Set tactical milestones: To mitigate the risk of sinking too many resources into an impractical or unattractive product, set measurable milestones, such as early customer pilots, technological proofs-of-concept, or small wins with initial investments that confirm feasibility and value.
3. Set Priorities and Milestones
Establish early momentum: Resist the temptation to complete your product before sending it out into the world – you don’t need a complete solution to get feedback, just the kernel of value that activates your audience. Prioritize deliverables that establish a sense of early progress. Bring together cross-functional teams (product, engineering, design) to align on immediate goals that demonstrate velocity and validate the product concept. Nothing will energize (and validate!) your early work better than getting an early concept into the hands of real users.

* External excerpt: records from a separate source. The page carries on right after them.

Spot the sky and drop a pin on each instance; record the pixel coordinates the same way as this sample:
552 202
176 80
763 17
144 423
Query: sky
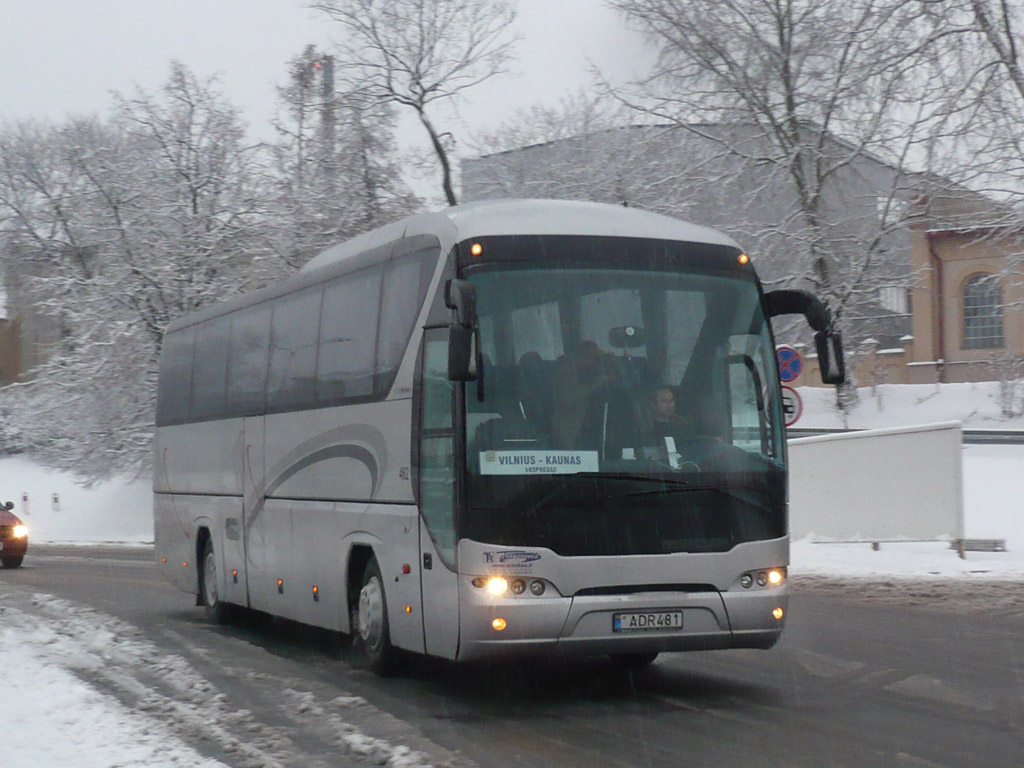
61 57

Prioritize your roadmap through your vision: A clear north star vision is essential for aligning the roadmap. Establish guiding principles and strategic trade-offs that provide clarity for every roadmap discussion. This shared vision acts as the decision-making anchor and ensures that product decisions stay on course.
Plan collaboratively: Develop the roadmap in consultation with engineering, UX, and business teams:
– Product: Focus on customer and business value.

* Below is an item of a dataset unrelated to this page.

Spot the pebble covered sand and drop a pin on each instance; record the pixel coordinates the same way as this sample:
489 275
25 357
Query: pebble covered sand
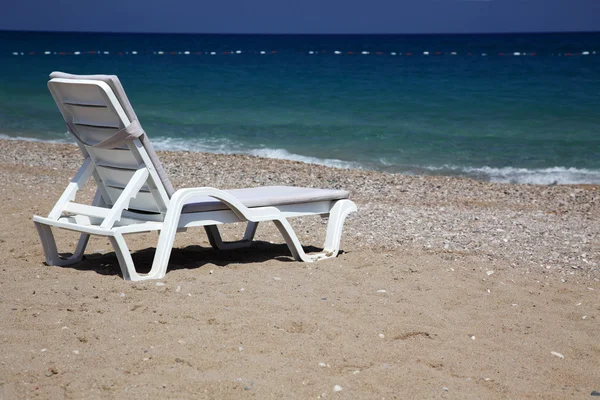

– UX: Ensure each milestone delivers a cohesive user journey.
– Engineering: Evaluate technical risks, confidence in deliverables, and realistic development timelines.
Communicate with your stakeholders: Regularly present the roadmap to leadership, ensuring alignment. When sharing externally, maintain a consistent narrative that conveys how the roadmap leads to the desired outcomes for customers and stakeholders.
4. Test and Validate
Use early feedback loops: Prioritize early and continuous feedback as a principle. Test hypotheses with users from the start using informal mock-ups, clickable prototypes, or API demonstrations. This allows for rapid learning and iteration, well before reaching a beta stage.

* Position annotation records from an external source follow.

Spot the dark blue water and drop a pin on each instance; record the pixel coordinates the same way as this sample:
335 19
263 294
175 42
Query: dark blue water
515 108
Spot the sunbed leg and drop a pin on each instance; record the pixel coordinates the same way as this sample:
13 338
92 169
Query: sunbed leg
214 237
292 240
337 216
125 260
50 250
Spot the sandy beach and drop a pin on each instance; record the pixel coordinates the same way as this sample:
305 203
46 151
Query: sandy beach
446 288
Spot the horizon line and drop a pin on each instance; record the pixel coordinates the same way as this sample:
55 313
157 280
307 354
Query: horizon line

Invest in user behavior analysis: Observe user interactions closely—monitor what users do, identify pain points early, and be ready to adjust based on their success or difficulties.
Manage expectations: As you gather early feedback, control the narrative to avoid misinterpretations or unmet expectations among stakeholders, especially when testing is in ideation stages. A vocal minority can easily kill a seedling product, even over a misunderstanding.
5. Handle Inbound Requests
– Align using your strategy: Treat the roadmap as a living document while maintaining a consistent vision and strategy. Evaluate each inbound request on whether it aligns with this strategic vision, determining if it’s simply a premature idea or if it diverges from strategic priorities altogether.
– Balance customer influence: When handling requests from key customers, weigh their business impact and the potential need for custom work. Consider the future trade-offs, like tech debt, that may arise if requests require substantial customization.
6. Manage Technical Debt
– Understand Long-Term Impact: As a product manager, cultivate awareness of the technical debt implications of certain decisions, particularly custom requests. Often, early decisions have long-term impact on your ability to sustain development. Evaluate if taking on tech debt for one customer aligns with the broader roadmap and, if so, plan for how and when to address it in the future.
Tying it all together
In essence, building a new product for an unclear market involves a flexible approach grounded in deep customer understanding, iterative testing, and a well-communicated strategy. Balancing these elements can help shape a viable product that resonates with a still-emerging market while remaining adaptable to new insights and challenges.
And developing your market and product hypotheses using the knowledge you’ll collect this way is your best shot at finding product / market fit and successful growth. Now get out there and get researching!